The final case of N. Fowleri infection in Florida took place on September 2, 2007 when an emergency room examined a 10-year-old boy complaining of headache, body aches, high fever, nausea, vomiting, and fainting (Matthews et al., 2007). The onset of this victim's symptoms was 3 days earlier when he reported a headache and was observed lethargic (Matthews et al., 2008). Following admission to a tertiary healthcare facility, the 10-year-old's symptoms included a high fever (104.0°F), confusion, as well as abdominal pain. According to Matthews et al., "Motile amoeba, later identified as N. fowleri, were found in CSF on September 3 and 4, 2007. Amphotericin B, rifampin, azithromycin, and fluconazole were administered; however, the boy died September 4" (2008, p. 577). The potential source of the infection for this victim included a history of wakeboarding and swimming at water sports facility twice on hot days (Matthews et al., 2008).

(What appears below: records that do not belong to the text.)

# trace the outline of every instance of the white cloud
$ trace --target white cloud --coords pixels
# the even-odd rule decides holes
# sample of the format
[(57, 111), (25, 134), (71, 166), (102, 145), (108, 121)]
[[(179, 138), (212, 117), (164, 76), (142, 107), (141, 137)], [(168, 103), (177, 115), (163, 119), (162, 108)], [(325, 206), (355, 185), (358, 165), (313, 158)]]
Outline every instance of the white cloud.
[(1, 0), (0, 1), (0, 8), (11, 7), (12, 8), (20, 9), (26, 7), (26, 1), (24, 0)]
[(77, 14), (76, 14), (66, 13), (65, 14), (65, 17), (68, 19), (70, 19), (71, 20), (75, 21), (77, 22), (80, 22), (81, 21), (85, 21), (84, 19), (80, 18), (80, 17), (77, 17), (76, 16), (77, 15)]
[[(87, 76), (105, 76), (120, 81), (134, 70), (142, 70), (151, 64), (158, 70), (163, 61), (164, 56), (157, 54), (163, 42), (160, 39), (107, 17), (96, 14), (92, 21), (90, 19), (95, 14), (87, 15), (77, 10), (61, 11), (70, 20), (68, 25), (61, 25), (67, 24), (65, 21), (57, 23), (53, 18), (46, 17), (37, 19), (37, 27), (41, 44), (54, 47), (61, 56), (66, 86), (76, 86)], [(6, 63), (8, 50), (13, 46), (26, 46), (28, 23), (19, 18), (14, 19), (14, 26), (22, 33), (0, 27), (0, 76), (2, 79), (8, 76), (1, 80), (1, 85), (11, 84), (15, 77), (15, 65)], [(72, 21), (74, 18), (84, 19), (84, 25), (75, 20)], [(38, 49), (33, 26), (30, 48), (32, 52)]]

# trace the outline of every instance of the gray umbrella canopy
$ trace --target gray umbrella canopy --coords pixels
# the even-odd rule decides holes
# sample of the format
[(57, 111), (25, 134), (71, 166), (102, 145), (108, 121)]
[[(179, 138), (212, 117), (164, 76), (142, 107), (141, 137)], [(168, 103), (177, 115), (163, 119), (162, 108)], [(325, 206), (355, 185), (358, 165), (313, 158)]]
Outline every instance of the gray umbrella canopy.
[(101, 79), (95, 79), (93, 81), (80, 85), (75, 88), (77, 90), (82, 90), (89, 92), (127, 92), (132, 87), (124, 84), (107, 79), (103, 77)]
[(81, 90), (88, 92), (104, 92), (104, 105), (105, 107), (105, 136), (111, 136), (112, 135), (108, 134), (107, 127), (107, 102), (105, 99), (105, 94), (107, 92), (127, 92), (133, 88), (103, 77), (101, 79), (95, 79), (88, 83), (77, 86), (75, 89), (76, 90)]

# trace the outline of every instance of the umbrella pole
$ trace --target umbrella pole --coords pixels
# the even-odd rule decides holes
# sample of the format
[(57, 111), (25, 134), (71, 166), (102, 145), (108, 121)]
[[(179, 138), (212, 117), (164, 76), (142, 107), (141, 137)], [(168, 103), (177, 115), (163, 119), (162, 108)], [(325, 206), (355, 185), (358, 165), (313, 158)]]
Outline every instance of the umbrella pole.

The research showed that the Naegleria fowleri amoeba is a free-living ubiquitous amoeba that parasitizes humans and can result in serious injury or even death when the N. fowleri infection enters the brain through the nasal passages. Although there have been just 121 cases of N. Fowleri infection since 1935, the historical record shows that there have been several spikes, including one in 2007 when there were seven fatalities reported. The research also showed that people are typically exposed to N. Fowleri when bathing or swimming in untreated warm freshwater, and most of the cases occur within Arizona, Arkansas, California, Florida, Georgia, Louisiana, Mississippi, Missouri, Nevada, New Mexico, North Carolina, Oklahoma, South Carolina, Texas, and Virginia. Finally, the research showed that most of the infections by N. fowleri to date have occurred during the warmer months of the year.